I heard Gry turning the leaves. She spelled out a few words, and gave up. “It looks so different from what Melle wrote,” she said. “It’s small, and black, and more straight up and down, and all the letters look alike.”
“It’s printed,” Emmon said knowledgeably, but when I wanted to know what that meant, he couldn’t tell me much. “The priests do it,” he said vaguely. “They have these wheels, like a wine press, you know…”
Gry described the book for me: the outside of it was leather, she said, probably calfskin, with a hard shiny finish, stamped round the edges with a scroll design in gold leaf, and on the back, where the leaves joined, was more gold leaf and a word stamped in red, and the edges of the leaves were gilt. “It’s very, very beautiful,” she said. “It must be a precious thing.”
And she gave it back to Emmon, as I knew by his saying, “No: it’s for you and Orrec.

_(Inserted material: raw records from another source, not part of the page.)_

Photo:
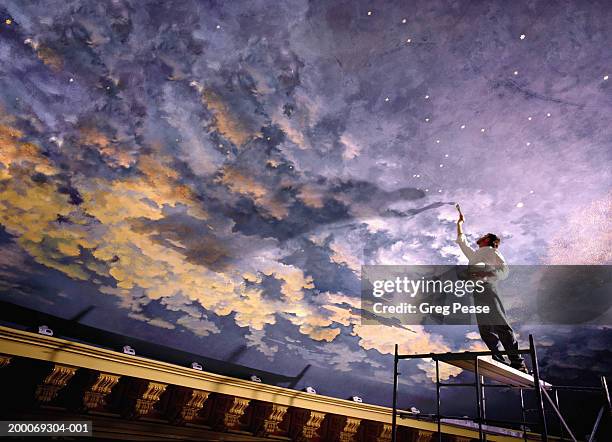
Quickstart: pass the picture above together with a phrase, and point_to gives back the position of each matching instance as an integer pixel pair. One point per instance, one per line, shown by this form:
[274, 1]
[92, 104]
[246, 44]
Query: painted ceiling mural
[212, 175]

If you can read it, do. And if you can’t, maybe somebody will happen by someday who can, and they’ll think you great scholars, eh?” He laughed his merry laugh, and we thanked him, and he put the book back in my hands. I held it. It was indeed a precious thing.
In the earliest, greyest light of morning I saw it, the gold leaf, the red word Transformations on the spine; I opened it and saw the paper (which I still took for cloth of incredible fineness), the splendid, bold, large, curling letters of the title page, the small black print thick as ants crawling across every white leaf…Thick as ants. I saw the ant hill by the path above the Ashbrook, the ants crawling in and out about their business, and I struck at them with hand and eye and word and will, and still they crawled on about their business, and I closed my eyes…. I closed my eyes, and opened them. The book lay before me, open. I read a line: So in his heart in silence he foreswore his vow. It was poetry, a story in poetry. I turned the pages slowly back to the first one and began to read.
Coaly shifted position at my feet and looked up. I looked down at her. I saw a middle-sized dog with a close, curly, black coat that grew very short and fine on her ears and face, a long nose, a high forehead, clear, intent, dark-brown eyes looking straight up into mine.
In my excitement of anticipation, I had forgotten to put her out of the room before I took off the blindfold.
She stood up, without ceasing to look into my eyes. She was very much taken aback but far too dignified and responsible to show it in any way except by that intense, puzzled, honest stare.
“Coaly,” I said in a shaky voice, and put out my hand to her muzzle.
She sniffed it. It was me all right.
I knelt down and hugged the dog. We did not go in much for displays of affection, but she pressed her forehead against my chest and kept it there a while.
I said, “Coaly, I will never hurt you.”
She knew that. She looked at the door, however, as if to tell me that though this was much pleasanter, she was willing to go and wait outside, since that was the custom.
I said, “Stay,” and she lay down beside the chair, and I went back to my book.